DIE LITURGIE lässt das Ostermysterium neu aufleben und damit auch die apostolische Sendung. Wie vor zwanzig Jahrhunderten sagt der auferstandene Jesus auch heute zu uns: Ihr seid Zeugen dafür (Lk 24,48). Diese Berufung zum Apostolat ist Teil unserer christlichen Identität. Papst Franziskus ermuntert dazu, nicht zögerlich zu sein: „Die Neuevangelisierung muss ein neues Verständnis der tragenden Rolle eines jeden Getauften einschließen. Diese Überzeugung wird zu einem unmittelbaren Aufruf an jeden Christen, dass niemand von seinem Einsatz in der Evangelisierung ablasse; wenn einer nämlich wirklich die ihn rettende Liebe Gottes erfahren hat, braucht er nicht viel Vorbereitungszeit, um sich aufzumachen und sie zu verkündigen.“4

Ihr seid Zeugen dafür (Lk 24,48). Aber wie können wir gute Zeugen sein? Papst Benedikt betont: „Wir können nur Zeugen sein, wenn wir Christus aus erster Hand und nicht nur von anderen kennen, aus unserem eigenen Leben, aus unserer persönlichen Begegnung mit Christus. Indem wir ihm wirklich in unserem Glaubensleben begegnen, werden wir zu Zeugen und können so zur Neuheit der Welt, zum ewigen Leben beitragen.“5 Ein Leben mit Sendungsbewusstsein setzt voraus, dass wir ein Herz voller Liebe haben, Freunde des auferstandenen Jesus sind und mit ihm in Brot und Wort Umgang haben. „Jesus Christus lebt“, sagte der heilige Josefmaria, „mit einem Fleisch wie dem meinen, aber in Herrlichkeit; mit einem Herzen aus Fleisch wie dem meinen (...). Ich weiß: Mein Erlöser lebt (Hiob 19,25). Mein Erlöser, mein Freund, mein Vater, mein König, mein Gott, meine Liebe, er lebt! Er kümmert sich um mich.“6

Im Bewusstsein einer so wichtigen Sendung wollen wir es den ersten Christen gleichtun und uns an Maria wenden, die Königin der Apostel, damit sie uns hilft, Boten Jesu Christi zu werden.
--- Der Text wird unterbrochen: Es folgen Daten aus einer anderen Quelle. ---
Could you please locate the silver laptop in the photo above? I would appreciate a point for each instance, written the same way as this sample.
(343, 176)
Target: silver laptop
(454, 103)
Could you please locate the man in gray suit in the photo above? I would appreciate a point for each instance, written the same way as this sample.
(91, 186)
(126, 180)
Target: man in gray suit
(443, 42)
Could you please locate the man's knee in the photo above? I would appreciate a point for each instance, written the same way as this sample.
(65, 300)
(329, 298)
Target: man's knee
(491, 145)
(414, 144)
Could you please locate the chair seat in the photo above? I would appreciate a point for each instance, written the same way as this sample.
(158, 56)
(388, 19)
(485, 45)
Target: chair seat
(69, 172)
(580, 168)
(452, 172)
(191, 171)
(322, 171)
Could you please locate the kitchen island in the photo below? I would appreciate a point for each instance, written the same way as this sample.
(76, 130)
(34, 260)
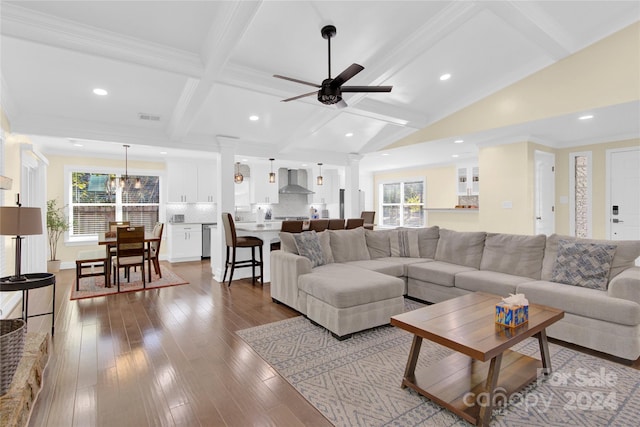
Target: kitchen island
(461, 219)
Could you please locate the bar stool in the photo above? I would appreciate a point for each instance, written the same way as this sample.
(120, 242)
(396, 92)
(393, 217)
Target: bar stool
(233, 241)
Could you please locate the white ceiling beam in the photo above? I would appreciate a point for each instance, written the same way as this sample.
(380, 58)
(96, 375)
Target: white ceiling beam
(225, 32)
(41, 28)
(533, 23)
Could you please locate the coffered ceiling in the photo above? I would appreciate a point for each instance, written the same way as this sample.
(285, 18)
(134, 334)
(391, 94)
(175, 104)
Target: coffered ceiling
(202, 68)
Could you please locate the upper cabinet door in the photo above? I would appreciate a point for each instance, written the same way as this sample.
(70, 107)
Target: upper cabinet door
(182, 179)
(263, 191)
(207, 175)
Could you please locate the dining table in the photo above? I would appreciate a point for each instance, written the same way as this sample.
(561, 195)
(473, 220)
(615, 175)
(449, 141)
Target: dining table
(108, 240)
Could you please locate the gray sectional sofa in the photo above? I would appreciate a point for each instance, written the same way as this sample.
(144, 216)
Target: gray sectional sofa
(351, 280)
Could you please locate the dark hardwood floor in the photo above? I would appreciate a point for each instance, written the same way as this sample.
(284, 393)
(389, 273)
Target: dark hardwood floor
(165, 357)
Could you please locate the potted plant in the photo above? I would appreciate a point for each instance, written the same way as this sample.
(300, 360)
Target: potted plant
(57, 224)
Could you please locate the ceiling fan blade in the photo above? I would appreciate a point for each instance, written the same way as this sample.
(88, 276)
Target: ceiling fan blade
(300, 96)
(296, 80)
(351, 71)
(366, 88)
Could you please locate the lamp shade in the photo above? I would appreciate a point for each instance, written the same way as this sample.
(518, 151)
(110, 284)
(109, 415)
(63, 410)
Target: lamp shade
(19, 221)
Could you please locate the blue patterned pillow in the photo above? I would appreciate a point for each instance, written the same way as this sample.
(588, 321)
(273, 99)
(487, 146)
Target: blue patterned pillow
(583, 264)
(308, 244)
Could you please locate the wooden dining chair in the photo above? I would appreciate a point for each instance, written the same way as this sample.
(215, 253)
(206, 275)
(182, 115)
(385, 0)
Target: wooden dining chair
(354, 223)
(318, 225)
(369, 218)
(336, 224)
(290, 226)
(129, 252)
(113, 226)
(233, 241)
(153, 252)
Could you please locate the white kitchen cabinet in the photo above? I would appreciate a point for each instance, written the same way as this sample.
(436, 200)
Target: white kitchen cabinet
(185, 242)
(206, 182)
(181, 182)
(263, 191)
(191, 182)
(468, 180)
(329, 191)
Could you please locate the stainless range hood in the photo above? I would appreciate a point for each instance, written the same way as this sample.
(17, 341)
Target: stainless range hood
(292, 186)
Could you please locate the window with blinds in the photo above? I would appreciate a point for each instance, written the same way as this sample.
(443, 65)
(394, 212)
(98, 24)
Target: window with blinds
(402, 203)
(97, 198)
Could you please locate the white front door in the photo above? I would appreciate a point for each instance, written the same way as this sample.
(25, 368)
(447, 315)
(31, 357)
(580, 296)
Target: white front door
(545, 220)
(624, 193)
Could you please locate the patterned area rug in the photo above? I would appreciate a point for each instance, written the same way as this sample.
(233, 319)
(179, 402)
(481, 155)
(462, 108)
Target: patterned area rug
(356, 382)
(91, 287)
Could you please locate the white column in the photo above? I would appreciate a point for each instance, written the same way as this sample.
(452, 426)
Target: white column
(225, 202)
(352, 185)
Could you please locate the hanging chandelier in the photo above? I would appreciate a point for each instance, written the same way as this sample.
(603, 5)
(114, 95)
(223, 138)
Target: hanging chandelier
(124, 179)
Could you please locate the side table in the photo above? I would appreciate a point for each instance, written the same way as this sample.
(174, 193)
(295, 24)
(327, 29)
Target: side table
(34, 281)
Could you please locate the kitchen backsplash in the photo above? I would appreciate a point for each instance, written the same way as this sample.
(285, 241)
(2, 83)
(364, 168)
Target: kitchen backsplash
(193, 212)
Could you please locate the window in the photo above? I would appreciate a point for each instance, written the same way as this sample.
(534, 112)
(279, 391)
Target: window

1 Benedikt XVI. Jesus von Nazareth, Band II, Herder, Wien, 2011, S..

2 Hl. Josefmaria, Der Rosenkranz, erstes glorreiches Geheimnis.

3 Franziskus, Predigt, 29.3.2019.

4 Franziskus, Evangelii Gaudium, Nr. 120.

5 Benedikt XVI., Audienz, 20.1.2010.

6 Hl. Josefmaria, Instruktion vom 9. Januar 1935, Nr. 248.